The post argues that AI-generated creative work reveals its limits when you zoom out from one example to many. The specific exhibit is a swarm of children’s encyclopedia-style books with near-identical titles, covers, names, and visual motifs. The claim is not just that some of these books are low quality. It is that current models keep landing in the same narrow patch of possibility space, so repetition becomes visible at industrial scale even when any one item can pass at a glance.
People largely bought that framing. The strongest recurring point was that LLMs and image generators are very good at polished average. A single output can feel competent or even clever, but a batch of 50 or 500 exposes the template underneath. Several people said this matches direct experience with blog posts, podcast summaries, AI music, and junk YouTube genres. Once you consume enough of it, you can predict the cadence, the fake tension, the resolution, and even the character names. That also explains why many people can now spot AI writing by smell rather than by any one tell. The giveaway is not em dashes or stock phrases by themselves. It is the total rhetorical shape.
The most useful refinement was that this sameness is partly by design. These models are trained to be helpful, safe, and
on-distribution. For code and other utilitarian tasks, that bias toward conventional answers is often desirable. For books, art, and essays, it produces bland convergence. A few commenters pushed back that the article proves less than it claims because prompt quality, system prompts, and workflow matter a lot. With more structured steering, randomization, and iterative outlining, you can get more varied results than a pile of naive one-shot prompts would suggest. Even those defenses rarely claimed you get great art out of the process. They mostly argued you can widen the range of mediocre outputs.

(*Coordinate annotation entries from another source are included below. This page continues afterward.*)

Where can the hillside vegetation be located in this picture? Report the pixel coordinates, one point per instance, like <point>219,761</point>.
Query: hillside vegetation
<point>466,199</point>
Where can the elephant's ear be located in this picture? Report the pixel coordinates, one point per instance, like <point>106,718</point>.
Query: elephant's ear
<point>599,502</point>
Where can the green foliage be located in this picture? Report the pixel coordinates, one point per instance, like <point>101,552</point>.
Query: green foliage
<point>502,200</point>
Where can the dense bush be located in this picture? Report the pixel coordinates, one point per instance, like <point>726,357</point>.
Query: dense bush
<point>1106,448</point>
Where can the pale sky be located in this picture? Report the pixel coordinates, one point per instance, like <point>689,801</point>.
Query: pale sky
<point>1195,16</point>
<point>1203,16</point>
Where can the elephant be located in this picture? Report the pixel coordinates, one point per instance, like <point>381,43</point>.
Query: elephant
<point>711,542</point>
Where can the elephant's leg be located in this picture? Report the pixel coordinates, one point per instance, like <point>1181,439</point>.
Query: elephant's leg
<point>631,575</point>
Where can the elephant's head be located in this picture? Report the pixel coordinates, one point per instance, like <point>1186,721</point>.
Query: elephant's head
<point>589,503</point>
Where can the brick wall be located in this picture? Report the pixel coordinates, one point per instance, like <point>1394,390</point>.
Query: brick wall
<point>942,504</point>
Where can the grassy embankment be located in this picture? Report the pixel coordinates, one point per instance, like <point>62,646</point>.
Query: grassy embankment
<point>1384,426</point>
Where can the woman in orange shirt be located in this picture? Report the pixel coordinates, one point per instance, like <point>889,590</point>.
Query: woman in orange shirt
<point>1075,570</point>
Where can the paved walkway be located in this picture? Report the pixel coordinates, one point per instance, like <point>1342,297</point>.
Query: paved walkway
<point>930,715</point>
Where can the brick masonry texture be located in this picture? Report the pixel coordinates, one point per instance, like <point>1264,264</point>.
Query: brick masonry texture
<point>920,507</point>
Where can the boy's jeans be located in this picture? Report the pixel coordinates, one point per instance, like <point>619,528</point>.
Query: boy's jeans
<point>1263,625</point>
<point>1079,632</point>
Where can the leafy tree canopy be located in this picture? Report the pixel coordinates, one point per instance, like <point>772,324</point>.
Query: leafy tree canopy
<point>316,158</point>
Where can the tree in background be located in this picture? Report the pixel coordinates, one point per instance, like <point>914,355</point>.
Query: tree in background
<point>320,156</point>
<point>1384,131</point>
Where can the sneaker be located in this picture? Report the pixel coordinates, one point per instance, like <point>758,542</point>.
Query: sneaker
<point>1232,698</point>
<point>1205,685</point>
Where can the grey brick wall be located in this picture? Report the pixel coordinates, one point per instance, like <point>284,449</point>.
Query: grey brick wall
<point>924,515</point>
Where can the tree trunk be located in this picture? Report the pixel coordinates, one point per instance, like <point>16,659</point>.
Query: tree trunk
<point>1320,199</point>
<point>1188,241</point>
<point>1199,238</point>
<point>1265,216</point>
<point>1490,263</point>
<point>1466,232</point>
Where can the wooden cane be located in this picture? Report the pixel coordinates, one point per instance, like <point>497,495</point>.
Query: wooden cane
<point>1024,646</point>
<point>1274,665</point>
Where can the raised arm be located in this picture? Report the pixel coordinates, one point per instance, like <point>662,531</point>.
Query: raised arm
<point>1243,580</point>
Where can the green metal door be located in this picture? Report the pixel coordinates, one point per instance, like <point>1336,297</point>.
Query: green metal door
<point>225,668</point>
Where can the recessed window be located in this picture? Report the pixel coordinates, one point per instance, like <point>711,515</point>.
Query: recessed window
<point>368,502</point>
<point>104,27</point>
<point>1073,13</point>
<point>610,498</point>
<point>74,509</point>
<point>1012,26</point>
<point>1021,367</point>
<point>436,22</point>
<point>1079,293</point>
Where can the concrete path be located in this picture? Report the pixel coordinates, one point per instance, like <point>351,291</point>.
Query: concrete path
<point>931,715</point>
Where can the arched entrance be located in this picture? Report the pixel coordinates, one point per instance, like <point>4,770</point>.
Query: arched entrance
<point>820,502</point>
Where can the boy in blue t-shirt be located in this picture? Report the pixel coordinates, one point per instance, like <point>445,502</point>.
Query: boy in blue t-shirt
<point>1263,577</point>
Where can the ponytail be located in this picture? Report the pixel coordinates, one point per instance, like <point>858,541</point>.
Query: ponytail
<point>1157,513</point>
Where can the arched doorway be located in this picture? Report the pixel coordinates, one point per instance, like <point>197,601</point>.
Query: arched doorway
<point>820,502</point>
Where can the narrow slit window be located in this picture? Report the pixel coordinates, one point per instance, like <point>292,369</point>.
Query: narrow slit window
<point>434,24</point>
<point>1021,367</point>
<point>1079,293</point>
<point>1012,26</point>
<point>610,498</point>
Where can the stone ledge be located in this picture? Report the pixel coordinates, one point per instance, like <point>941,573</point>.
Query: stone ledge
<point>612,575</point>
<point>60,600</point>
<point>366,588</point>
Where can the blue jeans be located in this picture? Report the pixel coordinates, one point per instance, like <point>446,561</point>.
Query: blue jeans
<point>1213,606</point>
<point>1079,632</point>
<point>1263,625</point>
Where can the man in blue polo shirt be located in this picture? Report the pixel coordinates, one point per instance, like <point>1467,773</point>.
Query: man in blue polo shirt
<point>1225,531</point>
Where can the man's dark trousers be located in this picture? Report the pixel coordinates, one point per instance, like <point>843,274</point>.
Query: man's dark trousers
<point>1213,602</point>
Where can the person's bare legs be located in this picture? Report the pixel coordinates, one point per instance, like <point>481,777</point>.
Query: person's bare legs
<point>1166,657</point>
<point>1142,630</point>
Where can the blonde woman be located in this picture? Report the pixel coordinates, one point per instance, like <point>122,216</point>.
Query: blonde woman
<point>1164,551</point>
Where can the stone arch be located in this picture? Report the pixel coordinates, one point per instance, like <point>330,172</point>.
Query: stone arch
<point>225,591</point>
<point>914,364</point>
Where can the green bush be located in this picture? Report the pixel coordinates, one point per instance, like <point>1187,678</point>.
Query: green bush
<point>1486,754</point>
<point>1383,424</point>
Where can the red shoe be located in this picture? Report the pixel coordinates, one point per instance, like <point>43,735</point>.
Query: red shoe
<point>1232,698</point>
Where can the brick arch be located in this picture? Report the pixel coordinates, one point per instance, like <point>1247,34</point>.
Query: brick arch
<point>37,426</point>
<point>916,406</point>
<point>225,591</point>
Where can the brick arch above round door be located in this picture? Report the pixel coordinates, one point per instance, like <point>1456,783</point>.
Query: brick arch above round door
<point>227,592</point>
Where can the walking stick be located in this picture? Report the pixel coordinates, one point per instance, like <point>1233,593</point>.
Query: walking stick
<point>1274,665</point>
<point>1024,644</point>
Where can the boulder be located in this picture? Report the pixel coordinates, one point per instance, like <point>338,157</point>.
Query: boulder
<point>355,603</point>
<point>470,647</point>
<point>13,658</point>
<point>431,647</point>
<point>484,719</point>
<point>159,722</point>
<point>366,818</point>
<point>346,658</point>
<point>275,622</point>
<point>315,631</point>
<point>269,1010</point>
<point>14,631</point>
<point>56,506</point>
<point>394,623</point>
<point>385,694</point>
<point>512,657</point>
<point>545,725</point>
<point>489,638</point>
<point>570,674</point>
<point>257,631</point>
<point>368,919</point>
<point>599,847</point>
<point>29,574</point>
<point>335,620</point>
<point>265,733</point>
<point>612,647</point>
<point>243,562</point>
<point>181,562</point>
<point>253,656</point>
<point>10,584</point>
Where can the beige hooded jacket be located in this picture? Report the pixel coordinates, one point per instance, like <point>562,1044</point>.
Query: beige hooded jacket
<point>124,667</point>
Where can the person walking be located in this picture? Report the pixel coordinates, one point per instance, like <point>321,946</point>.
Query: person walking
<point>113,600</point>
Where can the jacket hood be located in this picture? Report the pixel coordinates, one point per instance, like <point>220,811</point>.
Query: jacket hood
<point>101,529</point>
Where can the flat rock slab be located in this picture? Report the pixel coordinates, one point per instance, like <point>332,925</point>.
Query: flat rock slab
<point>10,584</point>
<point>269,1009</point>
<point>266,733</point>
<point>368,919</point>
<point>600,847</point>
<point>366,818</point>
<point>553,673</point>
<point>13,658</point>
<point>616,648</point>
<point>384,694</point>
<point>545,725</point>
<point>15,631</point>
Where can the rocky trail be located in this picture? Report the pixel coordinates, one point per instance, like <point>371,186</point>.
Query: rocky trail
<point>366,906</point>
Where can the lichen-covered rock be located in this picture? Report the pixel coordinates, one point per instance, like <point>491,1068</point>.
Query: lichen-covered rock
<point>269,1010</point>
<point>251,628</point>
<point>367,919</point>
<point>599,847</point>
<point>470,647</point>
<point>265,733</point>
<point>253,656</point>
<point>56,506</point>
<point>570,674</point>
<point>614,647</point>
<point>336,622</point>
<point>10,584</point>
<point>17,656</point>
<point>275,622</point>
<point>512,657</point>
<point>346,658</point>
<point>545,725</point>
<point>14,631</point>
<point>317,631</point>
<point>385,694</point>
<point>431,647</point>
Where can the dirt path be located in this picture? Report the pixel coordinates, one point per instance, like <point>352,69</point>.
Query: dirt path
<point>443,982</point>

A separate thread broadened the issue from originality to market effects. People pointed to AI books and images already showing up in Amazon rankings and physical retail, often with obvious errors inside. That turned the post from an aesthetic complaint into a distribution story. Cheap, coherent-enough content can flood channels long before models become truly inventive, and many buyers either will not notice or will not care enough to stop it.